Die höchste Form des Wohnens: Seniorenresidenzen
Trotz seines offensichtlichen Nutzens und den vielen Vorteilen ist der Begriff Altenheim mitunter negativ vorbelastet, soll heißen: Ein großer Teil der Bevölkerung hat keine besonders hohe Meinung vom Altenheim. Klischees und Trugbilder, teils auch durch die Medien verbreitet, tragen hier ihren Teil bei, denn fest steht, dass Altenheim keinesfalls die tristen und hoffnungslosen Orte sind, zu denen sie in so mancher Wortmeldung gemacht werden. Nicht zuletzt dank Zertifizierungen, regelmäßigen Prüfungen und einem genaueren öffentlichen Blick sind die Standards im Altenheim höher denn je, sodass es beinahe überrascht, dazu noch eine Steigerung zu finden: die Seniorenresidenz.

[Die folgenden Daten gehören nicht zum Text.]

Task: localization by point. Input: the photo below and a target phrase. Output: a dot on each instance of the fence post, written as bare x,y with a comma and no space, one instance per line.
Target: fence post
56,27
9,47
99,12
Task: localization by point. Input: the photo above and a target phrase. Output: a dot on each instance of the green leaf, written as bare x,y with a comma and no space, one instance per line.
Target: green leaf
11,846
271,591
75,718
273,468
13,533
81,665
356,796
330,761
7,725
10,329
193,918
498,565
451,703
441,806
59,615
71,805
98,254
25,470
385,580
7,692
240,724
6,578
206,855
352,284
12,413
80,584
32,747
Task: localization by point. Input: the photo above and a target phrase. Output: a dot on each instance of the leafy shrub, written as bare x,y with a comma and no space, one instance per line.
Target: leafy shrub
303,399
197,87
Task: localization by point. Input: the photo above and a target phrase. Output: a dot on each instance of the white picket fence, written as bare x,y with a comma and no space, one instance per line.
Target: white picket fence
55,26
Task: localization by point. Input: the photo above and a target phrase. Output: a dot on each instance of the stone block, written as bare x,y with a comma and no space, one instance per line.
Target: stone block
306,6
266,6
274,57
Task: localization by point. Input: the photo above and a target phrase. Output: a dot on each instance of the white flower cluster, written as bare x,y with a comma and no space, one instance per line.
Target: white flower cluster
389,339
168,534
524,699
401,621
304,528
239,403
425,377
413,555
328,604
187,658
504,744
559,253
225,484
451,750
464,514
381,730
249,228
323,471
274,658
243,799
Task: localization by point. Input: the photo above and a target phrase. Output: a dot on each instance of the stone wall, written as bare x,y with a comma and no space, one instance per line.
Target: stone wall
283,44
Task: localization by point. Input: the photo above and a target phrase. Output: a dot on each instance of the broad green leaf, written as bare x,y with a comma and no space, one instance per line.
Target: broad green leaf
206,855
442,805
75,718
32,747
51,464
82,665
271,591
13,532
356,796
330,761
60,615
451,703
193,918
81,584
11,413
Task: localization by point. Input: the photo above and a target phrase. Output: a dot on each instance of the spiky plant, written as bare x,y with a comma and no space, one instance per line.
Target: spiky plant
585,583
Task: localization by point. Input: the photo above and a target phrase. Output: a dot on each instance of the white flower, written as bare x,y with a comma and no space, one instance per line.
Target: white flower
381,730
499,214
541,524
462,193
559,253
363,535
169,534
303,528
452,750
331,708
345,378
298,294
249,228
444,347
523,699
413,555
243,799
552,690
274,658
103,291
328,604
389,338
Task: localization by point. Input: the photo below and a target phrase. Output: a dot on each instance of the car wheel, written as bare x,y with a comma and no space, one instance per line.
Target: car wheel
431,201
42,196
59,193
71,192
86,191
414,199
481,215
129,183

Ein Lebensabend der Superlative: das Leben in der Seniorenresidenz
Alleine schon das Wissen um die Bedeutung des Wortes Residenz lässt erahnen, was hinter den Kulissen einer Seniorenresidenz wartet, obwohl Residenz gleich für mehrere Beschreibungen dient: historisch und aktuell betrachtet als Sitz eines Herrschers, optional auch als Amtssitz eines Botschafters oder als Aufenthaltsort herausragender Personen. Die Schlussfolgerung ist somit nicht schwer zu erahnen: In der Seniorenresidenz lebt es sich par excellence. Das exklusive Niveau einer Seniorenresidenz zeigt sich dabei in allen Aspekten, die das Wohnen und Leben betreffen, angefangen bei der Ausstattung über die Verpflegung bis hin zum Pflegepersonal. Dass solch fürstliches Wohnen im Alter seinen Preis hat, ist eine weitere Folgerung, die auf der Hand liegt. Die Abgrenzung zwischen Altenheim und Seniorenresidenz ist damit leicht auf einige Nenner zu bringen.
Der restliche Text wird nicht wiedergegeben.